U.S.–Iran agreement in Geneva triggers new regional tracks and redraws Lebanon equation
As implementation begins over 60 days, a dual-track process involving major regional powers and Iran reshapes security talks, while Lebanon emerges as a key but tightly constrained arena under a set of political “no’s” that define the next phase.
With the final face-to-face signing of the U.S.-Iran agreement in Geneva on Friday, celebrations and competing interpretations of victory claimed by both sides of the conflict have come to an end.
This marks the beginning of a more realistic reading of the agreement, whose terms remain undisclosed, and the start of implementation mechanisms extending over 60 days.

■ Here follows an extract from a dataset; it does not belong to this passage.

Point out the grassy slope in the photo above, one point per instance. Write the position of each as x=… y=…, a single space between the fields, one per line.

These will serve as a true test of the agreement’s durability first, and of the feasibility of its execution and the commitment of its parties second.
Information emerging from behind the scenes suggests that implementation will begin on Saturday, unfolding along more than one track. In addition to the U.S.-Iran track, which is exclusively concerned with the interests of both countries and focuses on three priorities—the nuclear issue, freedom of navigation in the Strait of Hormuz, lifting sanctions on Tehran, and releasing its financial assets—a parallel regional track on regional security will also begin.
Major countries such as Saudi Arabia, Turkey, Egypt, and Pakistan will take part in this track, engaging in dialogue with Iran on the future of the region and how to reintegrate Iran into the Sunni-majority regional framework, following the expansion of Iranian influence there.
According to the information, this track is expected to begin its activities in the Kingdom in its first meeting on Monday, aiming to discuss the Sunni-Shia situation and prevent any future attempts to destabilize it, amid significant fears of U.S. and Israeli encouragement of such dynamics, which began to surface following Iranian attacks on Gulf countries and the latter’s refusal to engage in war.
This track takes on a regional aspect with a Sunni orientation rather than a purely Gulf one, especially as some Gulf countries such as Oman, the UAE, and Qatar are excluded from it. Washington seeks to participate in these meetings, but Iran completely rejects this.
With the launch of these two tracks addressing the repercussions of war, questions arise about Lebanon’s position and Israel’s current refusal to comply with what the Islamabad agreement commits it to regarding the ceasefire in Lebanon. An Arab ambassador in Lebanon, who declined to be identified, stated that Lebanon will be a key item on the agenda of the Arab-Iranian track, noting that this issue will crystallize during the fifth round of Lebanon’s negotiations with Israel in Washington. New ideas will be proposed at the table aimed at achieving a breakthrough or progress in solidifying the ceasefire and ensuring the commencement of Israeli withdrawal.
Before discussing the new ideas to be deliberated, the ambassador affirms a set of “no’s” that will govern the Lebanese scene in the coming stage. The first is that there will be no disarmament of Hezbollah under any pretext after the Islamabad agreement, which will strengthen Iran’s hold over its Lebanese arm after acknowledging its loss of its Yemeni and Iraqi arms, despite Iran’s massive investments in the party over the past four decades to achieve what it has today.
This means that the Lebanese authorities and friendly countries concerned with the country will need to find a formula or mechanism that strips the weapons of their functional military nature, limiting them solely to confronting Israel, recognizing that this will face significant challenges and will not be easy to address.
This leads to the second “no”: there will be no Israeli withdrawal in the foreseeable future from the occupied Lebanese territories, necessitating perhaps a return to a step-by-step policy, with trial areas serving as models in this context to activate implementation mechanisms for withdrawal, possibly linked to the formation of a multinational force currently under consideration.
Conversely, the Arab ambassador does not foresee the party pushing to topple the government, leading to a third “no”—no change of government, which was a target of the recent Saudi movement. There is a Saudi-Iranian understanding on this issue, which also includes avoiding the descent of the Lebanese arena into civil war.
The ambassador reveals that the entry of the Speaker of Parliament Nabih Berri into direct negotiations with Washington, presenting a proposal to be discussed in forthcoming negotiation meetings, reflects the party’s engagement in negotiations alongside U.S. involvement, increasing the chances of reaching an understanding under the title of halting hostilities between Lebanon and Israel.